They were sitting together one evening in the jungle. The night was hot and the windows were open, but the curtains were drawn. The lamps were hidden behind the palms, and the room was full of mellow light. Hermia sat on a bank of soft, green cushions, and Quintard lay beside her. Hermia wore a loose gown of pale-green mull, that fell straight from her bosom’s immovable swell, and her neck and arms were bare. She had clasped her hands about her knee and was leaning slightly forward.
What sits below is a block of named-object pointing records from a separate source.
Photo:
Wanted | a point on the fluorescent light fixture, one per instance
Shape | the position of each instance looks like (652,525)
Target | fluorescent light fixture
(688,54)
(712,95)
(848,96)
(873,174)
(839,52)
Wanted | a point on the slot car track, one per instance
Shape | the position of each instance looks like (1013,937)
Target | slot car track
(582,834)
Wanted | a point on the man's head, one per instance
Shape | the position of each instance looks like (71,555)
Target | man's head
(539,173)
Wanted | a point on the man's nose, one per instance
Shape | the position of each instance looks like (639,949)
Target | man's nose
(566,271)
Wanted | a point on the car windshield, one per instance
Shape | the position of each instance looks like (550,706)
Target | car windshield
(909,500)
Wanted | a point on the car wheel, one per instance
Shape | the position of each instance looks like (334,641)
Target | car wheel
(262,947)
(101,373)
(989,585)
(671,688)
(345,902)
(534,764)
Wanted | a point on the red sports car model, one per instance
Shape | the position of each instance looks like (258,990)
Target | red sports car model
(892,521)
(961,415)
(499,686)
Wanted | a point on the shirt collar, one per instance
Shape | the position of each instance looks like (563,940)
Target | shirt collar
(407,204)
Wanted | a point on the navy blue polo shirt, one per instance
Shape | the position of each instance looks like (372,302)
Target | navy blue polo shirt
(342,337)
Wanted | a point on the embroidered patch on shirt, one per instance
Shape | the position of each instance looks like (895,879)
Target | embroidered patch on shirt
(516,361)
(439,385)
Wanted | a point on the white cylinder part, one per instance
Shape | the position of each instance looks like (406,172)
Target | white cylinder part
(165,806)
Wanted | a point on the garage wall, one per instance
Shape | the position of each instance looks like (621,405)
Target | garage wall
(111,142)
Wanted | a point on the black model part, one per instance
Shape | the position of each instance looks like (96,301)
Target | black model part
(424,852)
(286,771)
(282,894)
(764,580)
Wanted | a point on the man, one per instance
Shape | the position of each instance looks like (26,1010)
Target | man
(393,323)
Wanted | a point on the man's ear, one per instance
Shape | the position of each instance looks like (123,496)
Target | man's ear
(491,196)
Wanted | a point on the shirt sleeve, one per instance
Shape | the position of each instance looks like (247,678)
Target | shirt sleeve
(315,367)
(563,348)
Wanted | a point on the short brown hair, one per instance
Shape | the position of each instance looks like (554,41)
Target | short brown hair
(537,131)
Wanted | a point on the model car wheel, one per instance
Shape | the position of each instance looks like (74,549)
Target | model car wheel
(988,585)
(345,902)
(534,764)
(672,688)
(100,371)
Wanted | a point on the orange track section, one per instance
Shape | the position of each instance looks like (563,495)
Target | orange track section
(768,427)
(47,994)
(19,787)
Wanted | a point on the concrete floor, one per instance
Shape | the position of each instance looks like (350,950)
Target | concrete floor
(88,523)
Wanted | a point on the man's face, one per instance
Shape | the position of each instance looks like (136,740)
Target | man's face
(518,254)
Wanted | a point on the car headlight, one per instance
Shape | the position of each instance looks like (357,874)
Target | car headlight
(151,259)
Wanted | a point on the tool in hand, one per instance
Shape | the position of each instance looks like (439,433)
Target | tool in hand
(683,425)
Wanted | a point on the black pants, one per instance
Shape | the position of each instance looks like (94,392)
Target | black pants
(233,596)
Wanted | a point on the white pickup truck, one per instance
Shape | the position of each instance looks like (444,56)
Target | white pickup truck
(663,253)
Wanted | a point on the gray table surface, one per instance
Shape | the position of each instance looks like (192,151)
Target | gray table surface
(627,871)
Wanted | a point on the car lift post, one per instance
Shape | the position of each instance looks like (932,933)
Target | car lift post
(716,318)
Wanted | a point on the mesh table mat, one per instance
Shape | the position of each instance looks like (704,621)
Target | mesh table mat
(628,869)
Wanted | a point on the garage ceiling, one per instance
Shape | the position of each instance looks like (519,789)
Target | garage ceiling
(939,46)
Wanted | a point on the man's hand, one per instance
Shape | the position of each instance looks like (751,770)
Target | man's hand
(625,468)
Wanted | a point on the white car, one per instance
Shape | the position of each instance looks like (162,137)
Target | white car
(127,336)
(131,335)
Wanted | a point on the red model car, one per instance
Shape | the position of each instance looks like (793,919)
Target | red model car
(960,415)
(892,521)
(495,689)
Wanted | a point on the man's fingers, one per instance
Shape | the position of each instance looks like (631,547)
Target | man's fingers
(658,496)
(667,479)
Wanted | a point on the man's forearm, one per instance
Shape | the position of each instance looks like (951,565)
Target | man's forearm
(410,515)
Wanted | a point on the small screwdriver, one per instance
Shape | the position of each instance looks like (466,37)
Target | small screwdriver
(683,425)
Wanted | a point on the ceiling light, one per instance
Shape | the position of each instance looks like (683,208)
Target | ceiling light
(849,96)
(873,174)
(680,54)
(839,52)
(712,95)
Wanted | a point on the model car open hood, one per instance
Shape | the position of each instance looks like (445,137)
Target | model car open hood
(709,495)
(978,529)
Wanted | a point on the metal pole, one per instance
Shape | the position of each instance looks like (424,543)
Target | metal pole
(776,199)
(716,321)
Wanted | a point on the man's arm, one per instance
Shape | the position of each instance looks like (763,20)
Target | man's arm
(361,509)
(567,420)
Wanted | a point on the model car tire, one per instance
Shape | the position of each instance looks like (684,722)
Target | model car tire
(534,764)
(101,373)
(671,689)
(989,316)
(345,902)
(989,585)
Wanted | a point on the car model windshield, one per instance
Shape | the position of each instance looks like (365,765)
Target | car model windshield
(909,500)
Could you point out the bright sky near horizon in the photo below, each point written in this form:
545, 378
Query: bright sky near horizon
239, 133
Beside her was a heavy mass of foliage, and against it shone her hair and the polished whiteness of her skin.
“Now that you are famous, and your book has been discussed threadbare, what are you going to do next?” she asked him.
“I want to write some romances about the princely houses of India—of that period which immediately antedates the invasion of the East India Company. I spent a year in northern and western India, and collected a quantity of material. We know little of the picturesque side of India outside of Macaulay, Crawford, and Edwin Arnold, and it is immensely fertile in romance and anecdote. There never were such love-affairs, such daring intrigues, such tragedies! And the setting! It would take twenty vocabularies to do it justice; but it is gratifying to find a setting upon which one vocabulary has not been twenty times exhausted. And then I have half promised Mrs. Trennor-Secor to dramatize Rossetti’s ‘Rose Mary’ for her. She wants to use it at Newport this summer, or rather, she wanted something, and I suggested that. I have always intended to do it. But I feel little in the humor for writing at present, to tell you the truth.”
He stopped abruptly, and Hermia clasped her hands more tightly about her knee. “What are your plans for ‘Rose Mary’?” she asked. “I hope you will have five or six voices sing the Beryl songs behind the altar. The effect would be weird and most impressive.”
“That is a good idea,” said Quintard. “How many ideas you have given me!”
“Tell me your general plan,” she said quickly.
He sketched it to her, and she questioned him at length, nervously keeping him on the subject as long as she could. The atmosphere seemed charged; they would never get through this evening in safety! If he retained his self-control, she felt that she should lose hers.
She pressed her face down against her knee, and his words began to reach her consciousness with the indistinctness of words that come through ears that are the outposts of a dreaming brain. When he finished he sat suddenly upright, and for a few moments uttered no word. He sat close beside her, almost touching her, and Hermia felt as if her veins’ rivers had emptied their cataracts into her ears. Her nerves were humming in a vast choir. She made a rigid attempt at self-control, and the effort made her tremble. Quintard threw himself forward, and putting his hand to her throat forced back her head. Her face was white, but her lips were burning. Quintard pressed his mouth to hers—and Hermia took her ideals to her heart once more.
Time passed and the present returned to them. He spoke his first word. “We will be married before the week is out. Promise.”
He left her suddenly, and Hermia sank back and down amidst the cushions. Once or twice she moved impatiently. Why was he not with her? The languor in her veins grew heavier and wrapped her about as in a covering. She slept.